Blimey. That's pretty good, I didn't think there'd be that many in existence!


----------



## Aksel (Dec 3, 2010)

sospiro said:


> Well someone's got to give Schiggy a run for his money.


I'm beginning to think that's impossible. I mean, over a hundred Normas? Talk about dedication!


----------



## mamascarlatti (Sep 23, 2009)

sospiro said:


> Blimey. That's pretty good, I didn't think there'd be that many in existence!


CDs and Video recordings combined. There ARE more out there.


----------



## principe (Sep 3, 2012)

Yes, indeed, there are plenty out there, in the world market.
I, personally, have about as many as mamascarlatti, only on CD or SACD (Jacobs), since I'm not collecting DVDs, etc. I'm predominantly interested in music (the score).

Principe


----------



## principe (Sep 3, 2012)

For those interested in Teodora Gheorghiu, she has already made a quite interesting CD on the French label Aparte, called Arias for Anna de Amicis, containing a pre-classical program dedicated to the famous soprano who first created the role of Lucio Silla by Mozart. Apart from the obvious arias from the above Opera by Mozart, there are rarities from J.C Bach, Borghi, Cafaro, Jommelli and Myslivecek! Along the way, we have some Gluck too (Orfeo ed Euridice).
Les Talents Lyriques under C. Rousset accompany her throughout. It looks wonderfully interesting. I trust it will sound too.
I've ordered it already.

Principe


----------



## guythegreg (Jun 15, 2012)

Aksel said:


> I'm beginning to think that's impossible. I mean, over a hundred Normas? Talk about dedication!


Really? Over a hundred Normas?
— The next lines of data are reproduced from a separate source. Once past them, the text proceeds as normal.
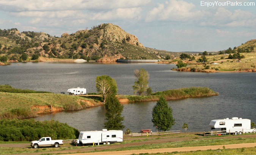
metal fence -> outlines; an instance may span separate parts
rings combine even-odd
[[[251,129],[243,129],[240,131],[237,131],[237,130],[229,130],[223,131],[211,131],[209,132],[204,132],[204,136],[214,136],[214,135],[231,135],[235,134],[242,134],[243,133],[247,132],[255,132],[254,131],[251,131]]]

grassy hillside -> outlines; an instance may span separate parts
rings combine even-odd
[[[234,54],[231,54],[231,55]],[[189,61],[183,60],[190,64],[189,66],[177,69],[179,71],[192,71],[206,72],[216,71],[254,71],[256,68],[256,52],[243,53],[240,54],[245,57],[241,59],[240,62],[237,62],[237,59],[228,59],[229,55],[220,54],[216,55],[207,55],[206,56],[207,62],[190,63]],[[201,56],[195,56],[195,60],[198,60]],[[217,63],[214,64],[214,63]],[[209,66],[209,69],[206,66]]]
[[[102,104],[98,100],[83,97],[36,92],[0,92],[0,119],[29,118],[39,114],[79,110]]]

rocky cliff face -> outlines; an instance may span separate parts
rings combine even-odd
[[[117,25],[110,23],[102,24],[99,28],[102,29],[101,34],[103,34],[101,38],[105,38],[110,41],[126,41],[132,45],[144,47],[136,36],[126,32]]]
[[[144,47],[135,35],[112,23],[102,24],[91,29],[72,34],[65,33],[61,37],[45,32],[20,32],[17,29],[0,29],[0,37],[6,38],[5,39],[6,43],[2,44],[4,49],[0,54],[20,55],[25,52],[28,56],[36,54],[46,57],[75,58],[101,61],[121,58],[163,59],[168,55],[173,57],[171,54],[174,52]]]

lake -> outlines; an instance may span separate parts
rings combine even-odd
[[[188,131],[210,130],[211,120],[234,117],[256,121],[255,73],[180,72],[171,70],[173,68],[176,68],[175,64],[155,63],[13,63],[0,66],[0,84],[55,93],[76,87],[86,88],[87,92],[96,92],[96,77],[107,75],[116,81],[119,94],[132,94],[135,80],[133,71],[144,68],[150,74],[149,86],[153,92],[200,86],[219,93],[218,96],[168,101],[176,120],[172,130],[180,130],[183,123],[187,123]],[[129,128],[135,132],[141,129],[155,130],[151,119],[156,102],[123,104],[124,130]],[[101,106],[44,115],[36,119],[67,123],[80,131],[101,130],[105,112]]]

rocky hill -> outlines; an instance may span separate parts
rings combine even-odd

I am in awe.


----------



## Dongiovanni (Jul 30, 2012)

mamascarlatti said:


> Yes I've only got 26 versions so far. Peanuts.


26 !

Has anyone listened to the new Don Giovanni with Damrau as Donna Anna ? I'm interested to know what you think of it.


----------



## principe (Sep 3, 2012)

I have already wrote about that in another thread. 
I could not find any "added value" either in the singers nor in the conducting, which sounds even more mediocre. With such a saturated list of superlative recordings, I do not think one should expect something spectacular from this set. In particular, Damrau, compared to the likes of a Sutherland of Giulini, sounds like a "golden mediocrity": nice...and pretty. Di Donato is even more flat, just thinking of e.g. Te Kanawa.
Of course, for those who wish to follow how our current "managers" of the great operatic roles can handle them, this is a "must". However, if you really love and appreciate this great and unique work, this new set is almost a pity. A good consolation: the recording is excellent. You may follow the work easily and clearly.

Principe


----------



## sabrina (Apr 26, 2011)

I also bought Teodora Gheorghiu's CD from Amazon. I already got it! It's wonderful!


----------



## Dongiovanni (Jul 30, 2012)

Spent some time checking out new singers, sopranos, to be precise. I'm always checking out new Don Giovanni productions.

La Scala, 2011: Anna Prohaska as Zerlina.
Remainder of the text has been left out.